Follow the link - an interactive map of existing manufacturing enterprises in the United States, which shows production centers on the continental part of the country, as well as enterprises in Alaska and Hawaii. US manufacturing is concentrated in several well-developed corridors, particularly in four major regions:
1. Northeast Corridor: Defense and Biopharmaceuticals.
2. Great Lakes: Automotive, steel, and now battery manufacturing.
3. Los Angeles Basin: Aerospace, Defense and Electronics.
4. Texas triangle: energy, semiconductor production and heavy industry.
In China there are about 150-250 thousand independent CNC workshops/“job shops”.
With 200 thousand CNC workshops in China, 24 thousand in the USA and 3-5 thousand (and actually less) in the Russian Federation, ours is 2-3 times lower the density of CNC manufacturers per million inhabitants than in the USA, and 5-7 times lower than in China.
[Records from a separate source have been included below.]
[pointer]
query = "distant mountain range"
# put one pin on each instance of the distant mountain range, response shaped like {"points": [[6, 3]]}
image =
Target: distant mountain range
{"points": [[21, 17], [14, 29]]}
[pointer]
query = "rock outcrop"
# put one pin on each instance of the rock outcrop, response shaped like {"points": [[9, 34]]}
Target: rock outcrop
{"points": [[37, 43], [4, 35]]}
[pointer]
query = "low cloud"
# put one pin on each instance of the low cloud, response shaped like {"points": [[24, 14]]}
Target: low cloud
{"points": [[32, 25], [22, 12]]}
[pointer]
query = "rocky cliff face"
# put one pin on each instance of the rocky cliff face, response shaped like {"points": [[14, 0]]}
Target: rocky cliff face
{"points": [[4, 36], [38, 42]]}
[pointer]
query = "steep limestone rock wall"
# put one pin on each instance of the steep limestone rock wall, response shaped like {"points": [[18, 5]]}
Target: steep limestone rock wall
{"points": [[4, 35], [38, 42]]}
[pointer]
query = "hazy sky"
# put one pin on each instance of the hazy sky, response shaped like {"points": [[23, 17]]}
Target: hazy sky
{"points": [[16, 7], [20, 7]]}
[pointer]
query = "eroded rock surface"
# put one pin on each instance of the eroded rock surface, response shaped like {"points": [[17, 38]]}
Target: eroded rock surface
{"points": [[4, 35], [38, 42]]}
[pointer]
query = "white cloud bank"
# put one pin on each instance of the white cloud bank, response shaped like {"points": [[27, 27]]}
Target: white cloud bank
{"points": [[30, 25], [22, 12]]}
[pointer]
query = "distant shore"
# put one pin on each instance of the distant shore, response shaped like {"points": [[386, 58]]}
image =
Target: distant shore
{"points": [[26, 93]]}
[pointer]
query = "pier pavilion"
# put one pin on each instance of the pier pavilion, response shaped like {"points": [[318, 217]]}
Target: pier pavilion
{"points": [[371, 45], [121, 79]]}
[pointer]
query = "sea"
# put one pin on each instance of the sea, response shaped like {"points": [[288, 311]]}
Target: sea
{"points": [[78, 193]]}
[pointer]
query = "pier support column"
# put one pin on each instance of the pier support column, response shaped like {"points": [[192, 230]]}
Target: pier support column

For the economy, this means less elasticity of supply chains: longer lead times, more expensive small series and prototypes, higher dependence on single contractors and import bottlenecks - therefore, slower product introduction to the market, higher final price parts/lots and product costs, weaker export competitiveness in complex industries.
In the defense industry and critical infrastructure this is a direct risk of maintainability, readiness, rapid creation of new products (few “short arms” for rare positions), and for SMEs it is a barrier to scaling, implementation and development of digital tools production.
In other words, the “thin” layer of CNC job shops is a bottleneck that slows down the innovative speed of the economy: until Russia has at least 10–15 thousand living and active digital workshops managed by entrepreneurs, with a modern machine park, teams and equipment for reverse engineering, quality control, rapid prototyping, we will systematically lose in terms of timing, cost and product variability.